SUN VALLEY — An online marketing tool that allows beef producers to develop detailed plans that take much of the guesswork out of profitability was introduced Dec. 3 during Idaho Farm Bureau Federation’s 74th annual meeting.

A similar tool for several of Idaho’s major crops — including wheat, corn, potatoes, hay, dry beans, barley and sugar beets — was introduced during last year’s meeting.

About 150 farmers are using GrainBridge, which is offered free to the 15,000 IFBF members who derive the majority of their income from agriculture.

“The producers who are using it are extremely pleased with how it’s operating for them,” said Clark Johnston of J.C. Management, which manages the program for IFBF.

People who use the program need to enter their estimated crop acreage and all input costs, including fertilizer, seed, insurance, labor, fuel, utilities, repairs, term debt payments and capital purchases.

The program shows farmers what their break-even and profit targets are and lets them know if they’re profitable at today’s prices.

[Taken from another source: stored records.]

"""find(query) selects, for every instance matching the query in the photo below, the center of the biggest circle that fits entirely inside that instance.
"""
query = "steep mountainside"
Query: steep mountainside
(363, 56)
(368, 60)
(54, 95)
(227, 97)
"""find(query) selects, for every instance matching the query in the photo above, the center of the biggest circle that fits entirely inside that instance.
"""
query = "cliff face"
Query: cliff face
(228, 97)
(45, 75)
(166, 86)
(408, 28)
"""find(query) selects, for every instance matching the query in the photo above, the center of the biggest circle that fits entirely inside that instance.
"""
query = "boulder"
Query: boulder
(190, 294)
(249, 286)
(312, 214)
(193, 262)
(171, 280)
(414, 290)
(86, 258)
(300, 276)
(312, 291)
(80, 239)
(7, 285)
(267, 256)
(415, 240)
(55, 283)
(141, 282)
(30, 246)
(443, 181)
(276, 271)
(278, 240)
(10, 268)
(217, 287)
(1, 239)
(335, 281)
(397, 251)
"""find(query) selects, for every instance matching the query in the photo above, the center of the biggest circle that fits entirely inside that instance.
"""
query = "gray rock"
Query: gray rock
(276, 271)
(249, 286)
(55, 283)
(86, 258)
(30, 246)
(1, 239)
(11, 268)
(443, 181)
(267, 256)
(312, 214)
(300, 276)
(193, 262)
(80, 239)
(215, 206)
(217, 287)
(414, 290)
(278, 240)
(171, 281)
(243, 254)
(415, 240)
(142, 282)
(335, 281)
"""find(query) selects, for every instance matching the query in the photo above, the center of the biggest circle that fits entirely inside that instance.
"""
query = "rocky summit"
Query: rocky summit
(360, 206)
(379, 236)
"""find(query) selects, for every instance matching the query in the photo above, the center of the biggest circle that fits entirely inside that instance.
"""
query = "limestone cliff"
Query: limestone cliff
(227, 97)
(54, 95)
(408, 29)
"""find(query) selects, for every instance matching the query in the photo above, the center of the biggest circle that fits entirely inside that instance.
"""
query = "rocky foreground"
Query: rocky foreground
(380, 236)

“Rather than just guessing where our profit point is, we actually have a good idea of exactly where we can sell at and be profitable,” Johnston said. “You can make a decision … based off what you know rather than where you think the market’s going.”

He said the program helps farmers manage the many components of price risk, including cash sales, futures options and insurance.

“It can take some of the emotion out of your selling and allow you to make educated decisions,” said Declo farmer Mike Garner, who uses GrainBridge for sugar beets, alfalfa, malt barley, corn silage, potatoes and irrigated grass hay.

Garner, who plans to start using GrainBridge for his feedlot, said the tool is easy to use.

“For those of us who get 100 percent of our income from agriculture, this is a tremendous tool if you just use it and it’s really not that hard,” he said. “It’s very simple and there’s not a lot of excessive information. It gives me my break-evens and then my profit margins.”

Shelley farmer Bryan Searle, who uses GrainBridge on potatoes, grain and hay, said the tool takes much of the guesswork and emotion out of deciding when to sell.

“It just gives you that peace of mind and discipline … to know when to pull some triggers rather than riding on emotion,” he said. “It helps you sleep at night.”